Attempt all questions:

Group A (10x2=20)

1. What is conjunction? Discuss with suitable example and truth table.

2. Show that (p∧q ) → p  is a tautology by using truth table.

3. What is valid argument?

4. In how many ways we can draw a heart or a diamond from an ordinary deck of playing cards?

5. What is pigeonhole principle?

6. Show that an undirected graph has an even number of vertices of odd degree.

7. What is minimum spanning tree?

8. Define saturated edge in a transport network.

9. What is a phrase-structure grammar?

10. What are the strings in the regular sets specified by the regular expression 10*.

Group B (5x4=20)

11. What is logical equivalence? Show that p→q  and ¬q → ¬q are logically equivalent.

OR

Discuss Modus Ponens with suitable example.

12. Discuss the principles of inclusion-exclusion. How many bit strings of length eight either start with a 1 bit or end with two bits 00?

13. What is graph isomorphism?
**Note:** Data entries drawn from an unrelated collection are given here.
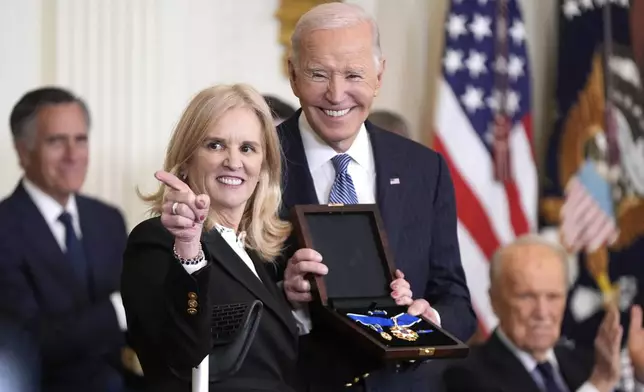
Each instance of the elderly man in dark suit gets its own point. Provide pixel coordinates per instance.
(334, 155)
(528, 294)
(60, 252)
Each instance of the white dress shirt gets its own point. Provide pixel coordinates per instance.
(236, 242)
(530, 364)
(51, 210)
(362, 167)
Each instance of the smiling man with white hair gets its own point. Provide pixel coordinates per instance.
(335, 155)
(528, 288)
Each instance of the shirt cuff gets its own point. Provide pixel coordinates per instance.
(119, 309)
(587, 387)
(438, 317)
(192, 268)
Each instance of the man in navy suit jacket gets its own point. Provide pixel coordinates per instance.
(60, 253)
(336, 71)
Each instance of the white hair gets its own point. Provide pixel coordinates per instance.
(526, 239)
(331, 16)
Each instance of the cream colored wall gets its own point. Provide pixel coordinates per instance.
(138, 62)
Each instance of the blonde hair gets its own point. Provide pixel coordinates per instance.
(266, 232)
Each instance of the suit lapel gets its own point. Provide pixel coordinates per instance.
(48, 255)
(514, 375)
(297, 180)
(279, 301)
(389, 194)
(92, 244)
(229, 260)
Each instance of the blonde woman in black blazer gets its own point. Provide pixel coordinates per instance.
(216, 226)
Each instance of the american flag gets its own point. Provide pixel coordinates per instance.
(483, 130)
(588, 219)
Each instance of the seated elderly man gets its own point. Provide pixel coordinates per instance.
(528, 294)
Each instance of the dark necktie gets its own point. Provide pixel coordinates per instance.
(548, 373)
(75, 252)
(342, 191)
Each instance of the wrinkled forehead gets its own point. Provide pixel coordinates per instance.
(352, 44)
(62, 118)
(531, 262)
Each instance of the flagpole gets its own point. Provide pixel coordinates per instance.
(609, 119)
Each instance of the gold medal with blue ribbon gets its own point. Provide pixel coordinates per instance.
(400, 325)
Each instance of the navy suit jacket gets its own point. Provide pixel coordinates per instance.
(419, 215)
(77, 330)
(492, 367)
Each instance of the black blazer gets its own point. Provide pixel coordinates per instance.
(419, 215)
(78, 335)
(492, 367)
(155, 289)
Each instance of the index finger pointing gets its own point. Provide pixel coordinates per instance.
(171, 180)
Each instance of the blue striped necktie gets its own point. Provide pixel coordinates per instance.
(548, 373)
(342, 191)
(75, 252)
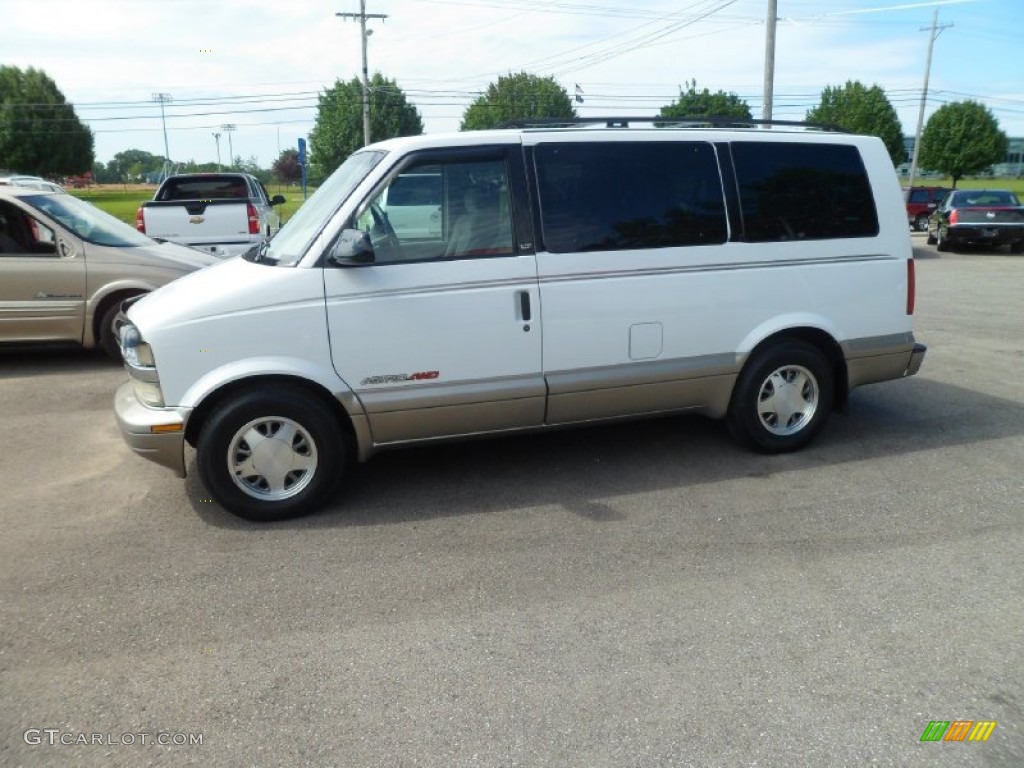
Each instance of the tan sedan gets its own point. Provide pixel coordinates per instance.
(66, 266)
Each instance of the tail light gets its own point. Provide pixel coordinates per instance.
(911, 287)
(253, 219)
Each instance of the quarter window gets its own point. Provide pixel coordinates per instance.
(441, 210)
(803, 192)
(624, 196)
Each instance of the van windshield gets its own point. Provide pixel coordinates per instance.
(87, 221)
(289, 245)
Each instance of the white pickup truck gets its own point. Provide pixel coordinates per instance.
(221, 213)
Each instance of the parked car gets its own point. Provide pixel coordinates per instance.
(30, 182)
(66, 266)
(978, 217)
(577, 274)
(222, 213)
(921, 202)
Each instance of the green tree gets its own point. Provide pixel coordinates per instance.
(516, 97)
(39, 131)
(253, 168)
(339, 120)
(130, 164)
(692, 102)
(864, 111)
(286, 168)
(962, 138)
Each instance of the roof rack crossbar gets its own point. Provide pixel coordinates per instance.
(687, 121)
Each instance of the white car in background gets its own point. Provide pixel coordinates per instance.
(30, 182)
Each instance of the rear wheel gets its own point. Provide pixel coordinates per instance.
(271, 456)
(782, 397)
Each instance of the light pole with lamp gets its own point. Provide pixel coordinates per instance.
(216, 137)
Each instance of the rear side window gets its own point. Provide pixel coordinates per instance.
(619, 196)
(803, 192)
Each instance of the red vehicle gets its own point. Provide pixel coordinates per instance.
(921, 202)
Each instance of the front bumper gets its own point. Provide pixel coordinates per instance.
(916, 357)
(138, 422)
(979, 235)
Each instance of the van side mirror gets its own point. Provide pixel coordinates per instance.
(352, 248)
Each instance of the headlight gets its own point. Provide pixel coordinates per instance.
(135, 351)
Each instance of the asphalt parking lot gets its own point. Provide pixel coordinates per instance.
(635, 595)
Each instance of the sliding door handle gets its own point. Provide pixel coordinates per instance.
(524, 309)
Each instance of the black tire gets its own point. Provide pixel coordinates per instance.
(316, 438)
(754, 414)
(108, 339)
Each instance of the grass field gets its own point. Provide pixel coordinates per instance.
(122, 201)
(986, 182)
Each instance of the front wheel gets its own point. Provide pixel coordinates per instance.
(109, 341)
(782, 397)
(271, 456)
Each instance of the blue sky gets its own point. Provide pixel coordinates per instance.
(259, 65)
What are the different invariants of graph isomorphism?

14. Discuss adjacency matrix representation of graph with example.

15. Let G be the grammar with vocabulary V = {S, 0, 1}, set of terminals T = {0, 1}, starting symbol S, and production P ={ S→ 11S,S→0}. What is the L(G) of this grammar?

Group C (5x8=40)

16. Discuss the different rules of inference for quantified statements along with suitable example of each.

17. Find all the solutions of the recurrence relation a_n  = 4a_{n −1}+n² . Also find the solution of the relation with initial condition  a₁ =1.

18. Discuss the algorithm for constructing Euler circuit with suitable example.

19. Discuss Kruskal’s algorithm for constructing a minimum spanning tree. Use this algorithm to find minimum spanning tree in the graph given below.

20. State and prove Max-Flow Min-Cut theorem.